# Question about 00 scale



## Tata lok (Nov 22, 2013)

Hello,
I have a question: does a 00 scale train runs on H0 scale tracks (Fleischmann profigleise for example)? I want to know if a Hornby 00 locomotive runs on H0 scale tracks.

Thanks!!

P.S. I'm going to register on the european Model Rail forum and also ask there.


----------



## markgrecco (May 27, 2013)

Considering Peco sells their track as HO/OO then I would say yes. The model scale is slightly different (1:87 for HO and 1:76 for OO) but the track gauge (distance between the rails) is the same.


----------



## brownwolf66 (Jul 9, 2013)

Yes,any Hornby locomotive or running stock will run on HO track.


----------



## davy crockett (Apr 14, 2013)

Yes no problem.
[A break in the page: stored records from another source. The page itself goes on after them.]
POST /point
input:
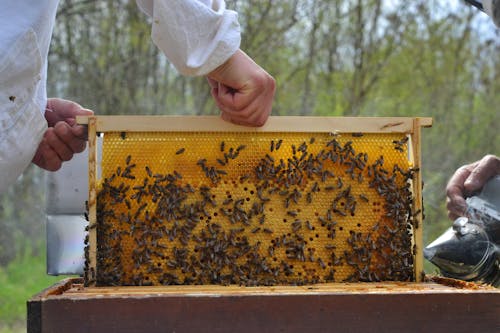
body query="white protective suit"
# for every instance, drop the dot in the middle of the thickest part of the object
(196, 35)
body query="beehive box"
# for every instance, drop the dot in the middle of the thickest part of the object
(302, 200)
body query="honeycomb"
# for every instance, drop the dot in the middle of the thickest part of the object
(254, 208)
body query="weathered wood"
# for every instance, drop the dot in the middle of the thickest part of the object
(274, 124)
(360, 307)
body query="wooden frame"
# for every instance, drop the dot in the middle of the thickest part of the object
(274, 124)
(407, 125)
(357, 307)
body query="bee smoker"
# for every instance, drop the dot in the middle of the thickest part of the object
(470, 249)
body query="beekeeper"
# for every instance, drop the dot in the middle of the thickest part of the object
(199, 37)
(470, 178)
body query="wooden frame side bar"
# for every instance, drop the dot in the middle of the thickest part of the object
(92, 203)
(418, 204)
(274, 124)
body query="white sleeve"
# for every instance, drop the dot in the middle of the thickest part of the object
(197, 36)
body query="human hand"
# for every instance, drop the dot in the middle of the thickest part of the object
(64, 137)
(242, 90)
(467, 180)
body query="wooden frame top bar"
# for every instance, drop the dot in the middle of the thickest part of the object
(137, 123)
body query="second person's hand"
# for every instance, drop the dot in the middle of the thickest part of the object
(242, 90)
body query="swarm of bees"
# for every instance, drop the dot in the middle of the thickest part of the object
(281, 209)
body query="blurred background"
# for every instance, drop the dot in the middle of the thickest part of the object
(437, 59)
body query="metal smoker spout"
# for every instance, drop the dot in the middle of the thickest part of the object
(470, 249)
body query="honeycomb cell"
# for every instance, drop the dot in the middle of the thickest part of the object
(253, 209)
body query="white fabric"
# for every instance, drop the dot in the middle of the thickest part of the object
(196, 36)
(21, 123)
(26, 29)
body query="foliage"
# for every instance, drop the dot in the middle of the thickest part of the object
(330, 58)
(19, 281)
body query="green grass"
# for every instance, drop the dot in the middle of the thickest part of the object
(19, 281)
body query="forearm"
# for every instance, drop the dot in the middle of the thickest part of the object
(196, 36)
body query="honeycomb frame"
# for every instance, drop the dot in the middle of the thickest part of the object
(281, 139)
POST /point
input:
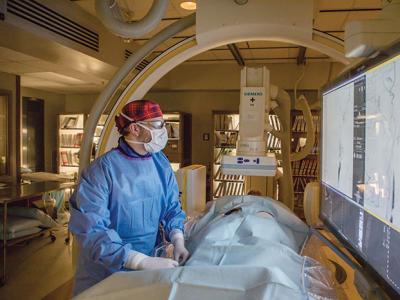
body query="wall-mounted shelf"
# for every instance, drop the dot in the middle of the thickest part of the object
(178, 148)
(307, 169)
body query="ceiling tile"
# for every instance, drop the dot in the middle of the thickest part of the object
(205, 56)
(242, 45)
(222, 54)
(270, 53)
(314, 53)
(264, 44)
(330, 21)
(246, 53)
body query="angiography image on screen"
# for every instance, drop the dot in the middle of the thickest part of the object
(360, 166)
(382, 172)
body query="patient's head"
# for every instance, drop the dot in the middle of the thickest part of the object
(254, 193)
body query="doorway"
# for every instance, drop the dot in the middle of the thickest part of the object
(32, 135)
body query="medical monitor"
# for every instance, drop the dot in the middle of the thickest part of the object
(360, 164)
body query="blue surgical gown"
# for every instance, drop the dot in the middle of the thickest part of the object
(121, 199)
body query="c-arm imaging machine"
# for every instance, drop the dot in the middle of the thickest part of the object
(236, 229)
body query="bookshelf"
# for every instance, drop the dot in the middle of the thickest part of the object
(178, 148)
(97, 134)
(305, 170)
(226, 131)
(70, 135)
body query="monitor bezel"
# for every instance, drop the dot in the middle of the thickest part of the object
(358, 70)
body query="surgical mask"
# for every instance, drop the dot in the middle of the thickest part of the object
(159, 139)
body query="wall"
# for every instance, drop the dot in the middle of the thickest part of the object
(200, 104)
(200, 89)
(191, 76)
(79, 103)
(8, 83)
(54, 104)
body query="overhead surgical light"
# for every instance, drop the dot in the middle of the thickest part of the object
(189, 5)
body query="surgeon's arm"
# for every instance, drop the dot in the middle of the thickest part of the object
(174, 215)
(90, 219)
(173, 220)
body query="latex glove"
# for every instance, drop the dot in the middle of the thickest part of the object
(180, 252)
(140, 261)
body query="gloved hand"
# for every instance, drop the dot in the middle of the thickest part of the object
(180, 252)
(140, 261)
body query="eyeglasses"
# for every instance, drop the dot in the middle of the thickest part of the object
(156, 124)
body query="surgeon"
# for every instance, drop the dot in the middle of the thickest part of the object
(122, 198)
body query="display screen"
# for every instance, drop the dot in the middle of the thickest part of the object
(360, 166)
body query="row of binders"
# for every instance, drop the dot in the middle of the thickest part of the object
(69, 122)
(299, 183)
(229, 188)
(273, 142)
(305, 167)
(69, 158)
(274, 121)
(71, 140)
(314, 149)
(299, 123)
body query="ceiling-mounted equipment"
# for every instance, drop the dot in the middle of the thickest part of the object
(188, 5)
(131, 30)
(251, 158)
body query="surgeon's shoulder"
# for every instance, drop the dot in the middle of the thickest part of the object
(101, 163)
(162, 158)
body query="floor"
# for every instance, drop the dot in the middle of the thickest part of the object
(39, 270)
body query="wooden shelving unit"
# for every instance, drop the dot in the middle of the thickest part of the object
(70, 135)
(178, 149)
(305, 170)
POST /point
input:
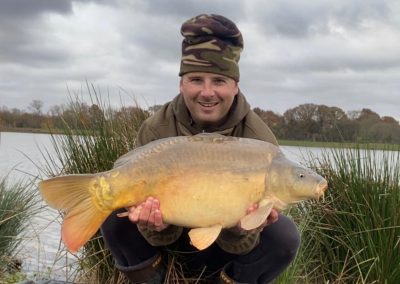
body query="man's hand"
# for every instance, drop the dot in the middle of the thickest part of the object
(272, 218)
(147, 215)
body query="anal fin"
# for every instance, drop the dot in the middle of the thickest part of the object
(202, 238)
(258, 217)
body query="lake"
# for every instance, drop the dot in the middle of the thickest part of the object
(42, 251)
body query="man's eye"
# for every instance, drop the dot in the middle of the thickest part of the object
(219, 81)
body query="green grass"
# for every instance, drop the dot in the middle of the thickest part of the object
(18, 204)
(92, 146)
(320, 144)
(354, 235)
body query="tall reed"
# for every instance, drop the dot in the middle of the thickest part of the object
(18, 204)
(89, 146)
(354, 235)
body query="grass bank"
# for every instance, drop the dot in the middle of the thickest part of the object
(18, 204)
(320, 144)
(352, 236)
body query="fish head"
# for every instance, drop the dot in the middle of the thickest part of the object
(291, 183)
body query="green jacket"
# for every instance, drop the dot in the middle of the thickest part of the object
(173, 119)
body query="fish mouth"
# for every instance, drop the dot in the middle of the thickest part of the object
(321, 188)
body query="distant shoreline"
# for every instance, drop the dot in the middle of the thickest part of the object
(282, 142)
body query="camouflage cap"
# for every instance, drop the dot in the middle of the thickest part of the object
(212, 43)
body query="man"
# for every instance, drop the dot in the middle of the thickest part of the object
(209, 101)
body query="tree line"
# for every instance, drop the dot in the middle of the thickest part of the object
(310, 122)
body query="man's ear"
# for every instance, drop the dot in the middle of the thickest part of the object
(237, 87)
(180, 85)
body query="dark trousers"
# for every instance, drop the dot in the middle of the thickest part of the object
(277, 248)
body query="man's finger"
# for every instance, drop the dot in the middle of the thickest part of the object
(123, 214)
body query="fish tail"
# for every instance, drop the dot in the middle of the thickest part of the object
(71, 194)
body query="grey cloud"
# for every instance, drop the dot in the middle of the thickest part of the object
(293, 18)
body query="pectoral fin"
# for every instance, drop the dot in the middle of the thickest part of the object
(202, 238)
(258, 217)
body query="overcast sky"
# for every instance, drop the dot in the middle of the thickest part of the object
(343, 53)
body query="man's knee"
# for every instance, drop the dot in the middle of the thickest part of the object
(283, 237)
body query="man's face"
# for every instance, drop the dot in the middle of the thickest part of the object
(208, 96)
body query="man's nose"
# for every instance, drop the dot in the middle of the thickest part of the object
(207, 89)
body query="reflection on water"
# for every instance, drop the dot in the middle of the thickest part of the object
(41, 251)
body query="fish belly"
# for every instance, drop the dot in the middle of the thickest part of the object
(205, 199)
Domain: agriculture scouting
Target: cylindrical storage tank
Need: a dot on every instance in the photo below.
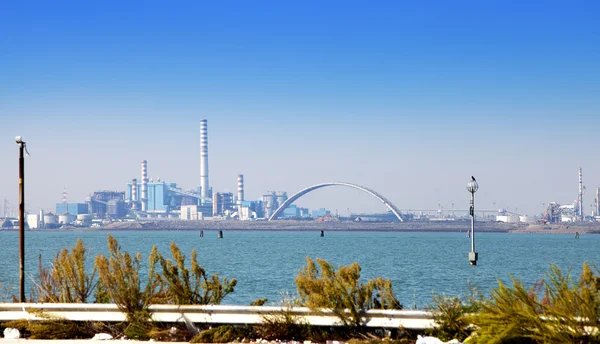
(50, 219)
(281, 197)
(240, 189)
(269, 204)
(84, 217)
(64, 219)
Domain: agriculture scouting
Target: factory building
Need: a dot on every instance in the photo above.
(273, 200)
(221, 203)
(320, 212)
(33, 221)
(72, 208)
(98, 204)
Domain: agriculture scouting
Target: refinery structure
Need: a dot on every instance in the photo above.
(147, 198)
(573, 212)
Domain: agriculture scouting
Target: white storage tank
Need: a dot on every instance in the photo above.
(84, 219)
(50, 219)
(65, 219)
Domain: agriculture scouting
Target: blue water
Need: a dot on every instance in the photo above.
(266, 263)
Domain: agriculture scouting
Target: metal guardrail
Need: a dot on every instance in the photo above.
(211, 314)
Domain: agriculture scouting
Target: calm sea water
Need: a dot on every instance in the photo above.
(266, 263)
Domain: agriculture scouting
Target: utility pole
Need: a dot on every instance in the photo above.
(21, 144)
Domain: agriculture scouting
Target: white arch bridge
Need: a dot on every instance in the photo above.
(303, 192)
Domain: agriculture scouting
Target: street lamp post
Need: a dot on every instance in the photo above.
(21, 144)
(472, 187)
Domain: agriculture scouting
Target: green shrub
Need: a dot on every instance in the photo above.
(120, 278)
(559, 310)
(192, 286)
(321, 286)
(284, 325)
(67, 280)
(449, 315)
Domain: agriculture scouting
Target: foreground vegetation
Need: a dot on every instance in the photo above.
(556, 309)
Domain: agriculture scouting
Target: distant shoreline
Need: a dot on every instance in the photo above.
(339, 226)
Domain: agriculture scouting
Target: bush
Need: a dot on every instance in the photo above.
(120, 279)
(192, 287)
(557, 310)
(67, 280)
(320, 286)
(449, 314)
(283, 325)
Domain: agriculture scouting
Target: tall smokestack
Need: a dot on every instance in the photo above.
(598, 201)
(134, 193)
(580, 197)
(240, 192)
(204, 160)
(144, 186)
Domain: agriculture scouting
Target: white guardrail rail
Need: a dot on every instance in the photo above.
(212, 314)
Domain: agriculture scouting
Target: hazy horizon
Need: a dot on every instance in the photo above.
(409, 100)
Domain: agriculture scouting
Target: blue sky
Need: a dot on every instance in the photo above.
(410, 99)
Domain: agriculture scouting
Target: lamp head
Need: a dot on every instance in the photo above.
(472, 186)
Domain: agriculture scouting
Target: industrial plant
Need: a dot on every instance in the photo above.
(145, 198)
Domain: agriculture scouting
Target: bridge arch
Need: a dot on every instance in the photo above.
(303, 192)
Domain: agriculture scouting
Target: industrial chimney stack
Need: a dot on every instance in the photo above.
(204, 160)
(598, 201)
(240, 192)
(144, 186)
(134, 193)
(580, 197)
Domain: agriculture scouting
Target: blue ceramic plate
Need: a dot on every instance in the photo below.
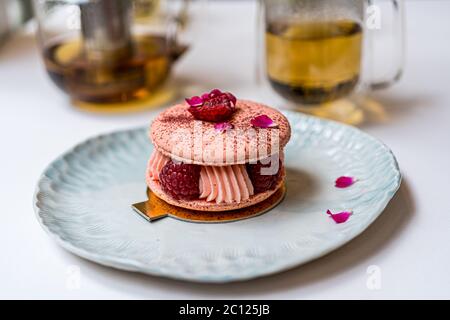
(83, 201)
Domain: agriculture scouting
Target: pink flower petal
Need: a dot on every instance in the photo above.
(344, 182)
(340, 217)
(215, 92)
(232, 98)
(263, 121)
(223, 126)
(194, 101)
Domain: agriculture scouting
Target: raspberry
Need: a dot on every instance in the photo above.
(262, 182)
(180, 180)
(216, 106)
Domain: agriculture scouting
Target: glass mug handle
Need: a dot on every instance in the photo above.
(379, 72)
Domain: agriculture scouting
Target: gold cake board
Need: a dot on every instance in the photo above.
(154, 209)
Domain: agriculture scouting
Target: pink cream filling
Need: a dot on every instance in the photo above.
(226, 184)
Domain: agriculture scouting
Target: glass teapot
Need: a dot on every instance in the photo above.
(320, 54)
(109, 51)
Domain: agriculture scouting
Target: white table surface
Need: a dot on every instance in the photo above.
(409, 244)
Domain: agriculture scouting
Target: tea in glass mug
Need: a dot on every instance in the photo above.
(317, 52)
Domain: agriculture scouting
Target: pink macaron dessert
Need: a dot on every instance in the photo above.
(217, 153)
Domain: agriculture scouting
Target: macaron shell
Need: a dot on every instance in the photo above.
(202, 205)
(177, 134)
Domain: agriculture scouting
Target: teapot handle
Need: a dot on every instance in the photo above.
(177, 19)
(385, 43)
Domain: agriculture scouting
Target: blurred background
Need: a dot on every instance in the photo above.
(77, 68)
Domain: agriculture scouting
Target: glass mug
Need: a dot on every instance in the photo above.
(318, 54)
(105, 53)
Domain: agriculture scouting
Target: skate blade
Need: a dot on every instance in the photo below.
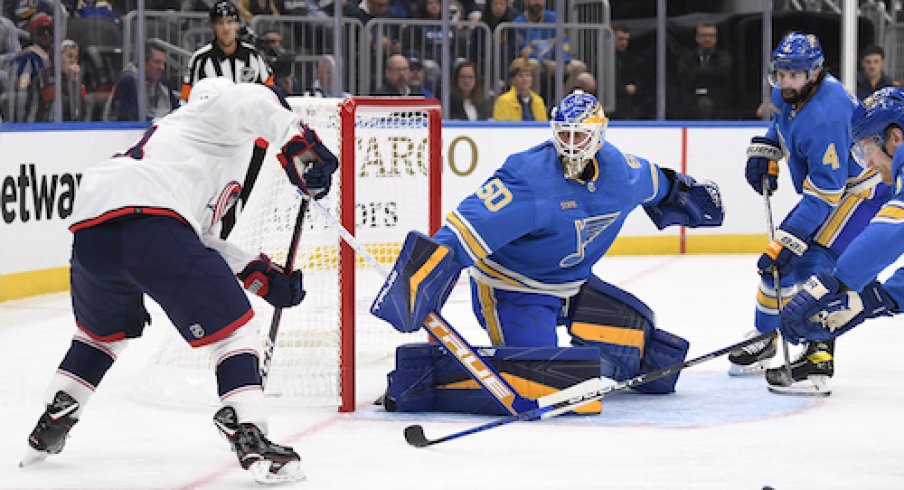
(755, 369)
(290, 472)
(32, 456)
(812, 386)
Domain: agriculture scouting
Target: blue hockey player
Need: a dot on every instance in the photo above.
(810, 129)
(530, 236)
(833, 302)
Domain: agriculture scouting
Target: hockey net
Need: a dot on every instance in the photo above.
(388, 183)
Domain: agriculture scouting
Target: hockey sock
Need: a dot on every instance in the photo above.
(82, 369)
(238, 375)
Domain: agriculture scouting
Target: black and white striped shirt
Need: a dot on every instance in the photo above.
(245, 65)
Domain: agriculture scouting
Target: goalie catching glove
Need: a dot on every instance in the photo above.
(419, 283)
(308, 163)
(825, 308)
(267, 280)
(763, 155)
(688, 203)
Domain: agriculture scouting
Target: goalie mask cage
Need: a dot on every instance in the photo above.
(388, 183)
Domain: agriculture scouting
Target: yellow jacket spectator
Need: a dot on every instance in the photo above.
(520, 103)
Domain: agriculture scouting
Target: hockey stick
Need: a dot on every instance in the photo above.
(575, 396)
(440, 330)
(277, 312)
(776, 279)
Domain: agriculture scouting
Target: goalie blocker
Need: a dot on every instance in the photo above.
(614, 336)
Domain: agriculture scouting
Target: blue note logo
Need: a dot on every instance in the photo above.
(585, 231)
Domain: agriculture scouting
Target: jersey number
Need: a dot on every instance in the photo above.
(830, 157)
(495, 195)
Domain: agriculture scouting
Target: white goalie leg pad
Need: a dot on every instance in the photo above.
(577, 391)
(248, 401)
(290, 472)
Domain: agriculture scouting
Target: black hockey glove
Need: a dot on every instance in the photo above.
(308, 163)
(267, 280)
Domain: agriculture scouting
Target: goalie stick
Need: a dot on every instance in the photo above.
(277, 312)
(776, 279)
(486, 376)
(576, 396)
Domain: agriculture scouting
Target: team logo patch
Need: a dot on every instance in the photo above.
(197, 330)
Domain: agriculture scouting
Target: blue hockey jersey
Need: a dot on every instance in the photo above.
(880, 244)
(527, 228)
(816, 140)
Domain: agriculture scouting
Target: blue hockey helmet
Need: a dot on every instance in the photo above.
(578, 125)
(884, 108)
(796, 51)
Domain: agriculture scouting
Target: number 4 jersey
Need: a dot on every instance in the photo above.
(529, 229)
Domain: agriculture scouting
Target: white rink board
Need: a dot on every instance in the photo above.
(713, 152)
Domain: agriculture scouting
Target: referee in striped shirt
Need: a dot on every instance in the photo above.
(226, 56)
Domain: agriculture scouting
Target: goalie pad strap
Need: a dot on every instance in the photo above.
(764, 150)
(419, 283)
(428, 379)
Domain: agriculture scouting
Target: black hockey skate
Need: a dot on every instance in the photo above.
(267, 462)
(810, 372)
(752, 360)
(49, 435)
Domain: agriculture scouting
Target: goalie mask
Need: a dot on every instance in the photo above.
(578, 131)
(882, 109)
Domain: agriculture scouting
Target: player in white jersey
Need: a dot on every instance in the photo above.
(146, 222)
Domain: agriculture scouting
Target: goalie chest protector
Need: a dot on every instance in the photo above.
(428, 379)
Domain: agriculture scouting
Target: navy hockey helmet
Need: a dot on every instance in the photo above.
(796, 51)
(884, 108)
(223, 8)
(578, 128)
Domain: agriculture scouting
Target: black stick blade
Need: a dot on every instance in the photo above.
(414, 435)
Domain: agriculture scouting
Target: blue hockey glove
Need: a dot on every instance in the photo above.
(763, 155)
(308, 163)
(688, 203)
(781, 253)
(824, 308)
(267, 280)
(419, 283)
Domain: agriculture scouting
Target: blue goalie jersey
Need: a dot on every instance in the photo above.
(529, 229)
(816, 141)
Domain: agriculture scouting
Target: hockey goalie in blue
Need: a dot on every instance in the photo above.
(832, 302)
(530, 236)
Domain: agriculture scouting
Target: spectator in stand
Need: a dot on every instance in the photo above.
(520, 103)
(418, 79)
(494, 13)
(704, 75)
(9, 44)
(249, 8)
(627, 94)
(396, 76)
(871, 76)
(226, 56)
(32, 66)
(323, 79)
(467, 101)
(162, 100)
(539, 43)
(24, 10)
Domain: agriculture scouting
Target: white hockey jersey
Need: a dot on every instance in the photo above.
(189, 165)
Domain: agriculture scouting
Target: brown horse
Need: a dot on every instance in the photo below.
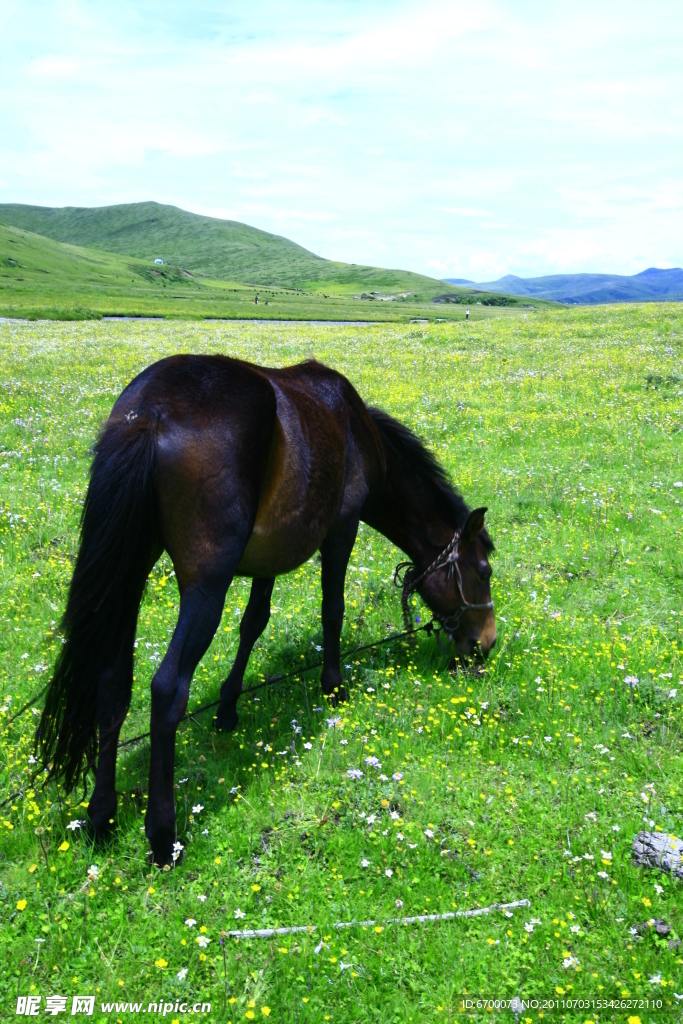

I run American stock on oo.


----------



## Tata lok (Nov 22, 2013)

Thanks!
I saw on Vectis.uk some interesting locos:hornby 00, hornby dublo,2rail,3rail,wrenn,bachmann 00,liliput,trix 00.
Please tell me if these locos are suitable for H0 tracks.
Thanks!!


----------



## davy crockett (Apr 14, 2013)

Yes all ok with the exception of 3 rail


----------



## Tata lok (Nov 22, 2013)

Thanks!


----------



## Luke 221 (Feb 12, 2013)

Where you run into a problem is the older Hornby Dublo, and the early Triang stuff. Certain Dublo had metal wheels, which were not insulated (similar to Lionel 3 rail). Later dublo rolling stock had plastic wheels. Early triang had large wheel flanges which will hit the sleepers or ties on code 100 track. Before super 4 track, Triang had taller rails. I try to buy only Hornby or Triang hornby, or any other OO brand made after about 1972.


----------



## george (Jun 18, 2013)

Let me expand on Luke's comments. CURRENT production of UK models by Hornby, Bachmann, Dapol, Heljan and kits from Ratio, Parkside-Dundas, Cooper-Craft ALL work well on code 100, USA code 83, and even Peco code 75. Locos, coaches & wagons (cars). HOWEVER, a lot of the OO scale stuff you see on E-bay, etc. are people getting rid or earlier stuff that had oversize wheels and, more importantly, seriously inadequate motors. Stick with the new stuff - it's light year's better. Just my opinion.


----------